秀嶋賢人のはてなブログ

映画監督・NPO法人SocialNetProjectMOVE理事長

再生を支える誇り

意外なことに…。というのがじつは偽らない感覚だ。
 
いわき市で10日に開催することになった上映会もそうだが、すぐ翌日、東京の江古田駅近くのギャラリーで行われる上映会もそう。MOVEを応援・協働する会でお世話になっているHさんが上映会を企画してくれた。
 
そして、今度は、石川県在住で、いわき市海岸線地域のボランティア支援を続けているTくんが、石川県の地元小学校や教育委員会に根回しをして上映会を実施したいと言い出してくれた。
 
さらには、山口、大阪や瀬戸内の島で…と、FBでつながった方々が各地で上映会開催を検討し始めてくれている。

昨年の「誇り」をつくったとき、まったくそうした上映会は考えず、ただ、MOVEのFBサイトSmart City MOVEの設立発表会で上映し、その後、池尻の「いわき七浜」でこじんまりした上映会をやっただけだ。

今回は、作品が札幌国際短編映画祭に出品したこともあって、「誇り」のときとは比べられないほど、告知をした。
 
ひとつには、いわき市の被災した海岸地区の方々にいろいろな協力をしてもらったことがある。また、いわき市教育委員会新常磐交通や冨岡町にも撮影協力をしてもらったこともある。

地域のみなさんのご協力を多くの人に伝えておきたい。その思いが強かったからだ。それが結果的には、被災した地域のいまを広く知ってもらうことになる。

それが、前回の「誇り」と合わせて、今回の「みんな生きている」を上映したいという声が上がるようになった。
 
ならばと、提案したのが、「福島のこれからを考える」映画上映会という見出しだ。
それなら、MOVEの活動として各地域に、いまの福島、そして、これからの福島の課題を伝え、地域のあり方や傷を負った心の傷にどのような取り組みができるかを共に考えることができる。
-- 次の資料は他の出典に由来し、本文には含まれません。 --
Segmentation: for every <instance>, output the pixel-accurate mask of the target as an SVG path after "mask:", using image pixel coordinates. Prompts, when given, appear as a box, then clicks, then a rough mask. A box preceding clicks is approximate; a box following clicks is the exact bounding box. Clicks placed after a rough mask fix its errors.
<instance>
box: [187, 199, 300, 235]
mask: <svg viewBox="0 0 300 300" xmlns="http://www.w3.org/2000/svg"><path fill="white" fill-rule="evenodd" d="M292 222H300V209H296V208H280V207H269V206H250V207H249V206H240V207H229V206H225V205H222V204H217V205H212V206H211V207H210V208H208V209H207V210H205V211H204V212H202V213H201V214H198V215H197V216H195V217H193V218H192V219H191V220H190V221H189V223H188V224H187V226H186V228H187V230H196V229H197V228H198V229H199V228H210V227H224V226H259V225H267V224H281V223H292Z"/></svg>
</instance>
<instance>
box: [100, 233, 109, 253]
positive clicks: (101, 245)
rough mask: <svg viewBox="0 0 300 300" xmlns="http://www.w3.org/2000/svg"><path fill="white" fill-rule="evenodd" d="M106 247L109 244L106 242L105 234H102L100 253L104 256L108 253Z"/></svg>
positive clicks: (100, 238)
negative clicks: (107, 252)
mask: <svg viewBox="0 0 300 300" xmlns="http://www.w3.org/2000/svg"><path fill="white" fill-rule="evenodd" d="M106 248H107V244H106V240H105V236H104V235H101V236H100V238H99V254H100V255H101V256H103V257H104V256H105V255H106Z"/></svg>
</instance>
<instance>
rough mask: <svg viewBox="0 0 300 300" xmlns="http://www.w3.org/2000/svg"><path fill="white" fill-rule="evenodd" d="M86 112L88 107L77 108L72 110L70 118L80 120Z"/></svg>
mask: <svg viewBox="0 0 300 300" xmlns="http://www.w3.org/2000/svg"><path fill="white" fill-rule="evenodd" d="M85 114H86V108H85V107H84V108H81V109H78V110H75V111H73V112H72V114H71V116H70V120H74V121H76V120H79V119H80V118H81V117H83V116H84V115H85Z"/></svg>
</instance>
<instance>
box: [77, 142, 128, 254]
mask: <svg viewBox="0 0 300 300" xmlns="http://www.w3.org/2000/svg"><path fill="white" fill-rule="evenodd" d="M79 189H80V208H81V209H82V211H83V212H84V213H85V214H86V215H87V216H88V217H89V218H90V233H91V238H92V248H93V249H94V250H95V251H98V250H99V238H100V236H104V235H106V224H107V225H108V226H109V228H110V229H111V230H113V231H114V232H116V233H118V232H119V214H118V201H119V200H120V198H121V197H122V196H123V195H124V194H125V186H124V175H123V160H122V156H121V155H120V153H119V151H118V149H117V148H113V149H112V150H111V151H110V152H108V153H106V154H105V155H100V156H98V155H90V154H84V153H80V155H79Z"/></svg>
この間、やはり応援・協働する会の0さんが、会津若松に避難している大熊町の方たちが、会津の織物を使い、大熊町の名にちなんで、クマの人形をつくっている取り組みを教えてくれた。
 
被災当時、避難当時、大熊や双葉の人たちが避難で会津にきて、しばらくするとギクシャクした関係が生まれていたことを私は知っている。大熊、双葉の近くのいわきへUターンした人も少なくない。
 
だが、会津がいいと残った人たちもいる。その人たちと会津の人たちにいまひとつの大きなつながりが生まれている。マスコミにも乗らない、小さな町の話題かもしれない。だが、共に人形をつくるという中で、大きな癒しと心の回復、PTG(外傷後成長)が生まれているに違いない。
 
あるいは、避難先の地域の祭りに参加したり、逆に、避難した人々の地域のまつりを避難先の町で再現する。それも同じだ。

難しい議論や理屈ではなく、ただ、お互いの地域にある文化を手を使って、身体を使って共有する。そこにこそ、あるべき地域連携、市民連携と協働の姿があるのではないか…

いま私は思っている。この二つの映画と豊間小学校子ども映画学校を取材したドキュメンタ―を通じて、小規模でも、多くの地域で上映会を実施しよう。そして、そのつながりをもとに、福島県内の小さな地域の見直し、伝統芸能、市民芸能を守り、育てている人々の姿と声を紹介しよう。

人口の減少はとどめようもない。高齢化のつぎには、若い女性の地域からの離脱がくる。そして、地域そのものが失われるところも出てくる。その次の未来に、それでも地域の柱であった、そうした伝統をなにかの形で残しておく。
 
再生の糸口は、その誇りからしか生まれないからだ。